His 2005 Mansion House speech praised the City’s “innovative skills”, and promised that it would “advance with light-touch regulation”. In 2006 he boasted of the fact that London was the world’s “leading banking centre with more foreign banks than any other city”, was the “home for 20% of all cross border lending, 40% of over-the-counter derivatives trade, 70% of the global secondary bond market”, and was responsible for “50 per cent more foreign equity trading than New York”.
He continued in the same vein in 2007. He bragged that “over 40% of the world’s foreign equities are traded here”, and that “while New York and Tokyo are reliant mainly on their large American and Asian domestic markets, 80% of our business is international”.
Gordon Brown had strong political and personal reasons for promoting the rapid growth of Britain’s financial sector. Because Britain’s industrial sectors had experienced stagnant or declining output and employment levels since he took office, he needed rapid expansion of financial and related business services to achieve respectable overall rates of GDP growth and job creation. The rise in consumer debt also contributed, by boosting the growth of the retail trade, communications, and transport sectors above the levels that would have been generated by increases in employment incomes alone. High salaries and fat bonuses paid to financial sector employees, and the inflated fees charged by City institutions, boosted Brown’s tax revenues and enabled him to fund a more rapid increase in public services.
Against this background, Brown’s claim that all the troubles now afflicting Britain’s financial sector (and the wider economy) originated abroad is not sustainable. On the contrary, some of the new-fangled financial instruments created and/or marketed by London-based financial institutions have caused havoc in countries which maintained more prudent domestic financial policies, and curbed the formation of house price and household debt bubbles. Countries which are heavily dependent on exports, such as Germany and Singapore, have been badly hit by the global squeeze on trade finance and trade volumes. They deserve an apology from Gordon Brown, or at least an admission that his hubris played some part in provoking the current global recession.

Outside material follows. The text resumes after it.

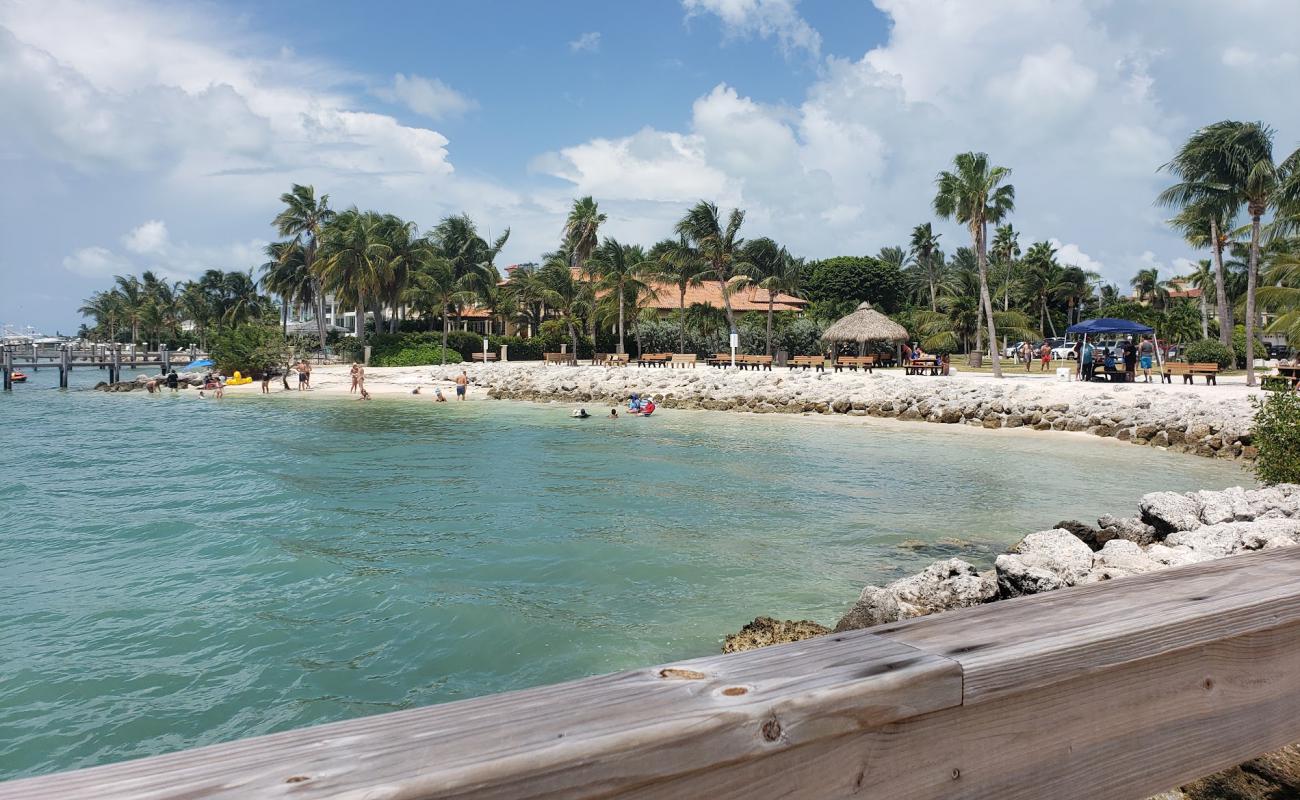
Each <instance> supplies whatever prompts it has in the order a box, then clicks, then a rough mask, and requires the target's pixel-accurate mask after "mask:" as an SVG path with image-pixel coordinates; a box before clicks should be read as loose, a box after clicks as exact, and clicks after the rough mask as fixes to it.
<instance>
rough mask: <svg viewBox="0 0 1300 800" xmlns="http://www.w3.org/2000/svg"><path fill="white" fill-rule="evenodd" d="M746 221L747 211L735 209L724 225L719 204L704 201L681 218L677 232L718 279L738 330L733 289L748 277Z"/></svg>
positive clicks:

On the question of whether he merits the title of saviour, it is too early to judge whether the action plan agreed by the G20 will prove to be effective in tackling the global recession. In any case, it was a compromise solution combining the different approaches of the world leaders present, not the blueprint proposed by the host. His support for a U.K. budget that projects a massive increase in public debt suggests that he hasn’t learned from his past mistakes.